Which brings us all back to where we started – to the reason for these three parables in the first place – the grumbling that Jesus is welcoming and eating and partying with those society names as lost. In how he told these three stories, I can imagine both the Pharisees and the tax collectors and sinners, all finding themselves in the story of Jesus – all wondering how far God’s grace can go? Jesus names for us, how all of us, no matter what our background or situation or social status, can find ourselves lost. None of us are immune. The hope and promise is that God seeks us out and finds us, like precious treasure, like a lost wallet, lost keys, lost passport, like a lost sheep, a lost coin, like lost people. Mary Schertz writes ‘These stories of significant loss affect us at the heart of our humanity. Who among us has not been buffeted by the loss of something or someone?

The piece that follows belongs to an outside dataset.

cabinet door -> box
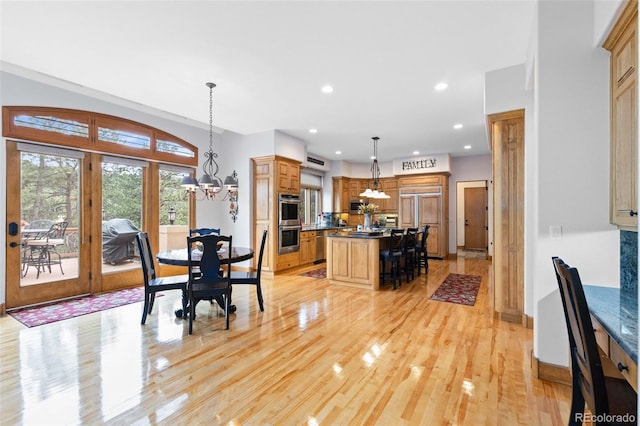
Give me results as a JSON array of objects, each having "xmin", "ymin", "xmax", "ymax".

We relate to these stories on many levels…we are no strangers to the panic, the self-recriminations, the if onlys and what ifs that haunt us, the desolation and depression that often envelop us when we lose something or someone we care about. Losing is a universal human experience. Loss is also an important theological theme. We need to recognise ourselves as lost if we are to be found. We need to recognise ourselves as estranged to be reconciled to God. That recognition of our need for God, is critical to our coming home.’ (Ibid, p.286)

This is restoration from the outside and from the inside. All who are lost can be found. God searches out and finds all of us, and what breaks out is a party, pure joy, rejoicing on earth and in heaven. Oh she sings. I have found my love. Even angels will hear the news. What once was lost is found! For truly, nothing is lost on the breath of God. Thanks be to God. Amen.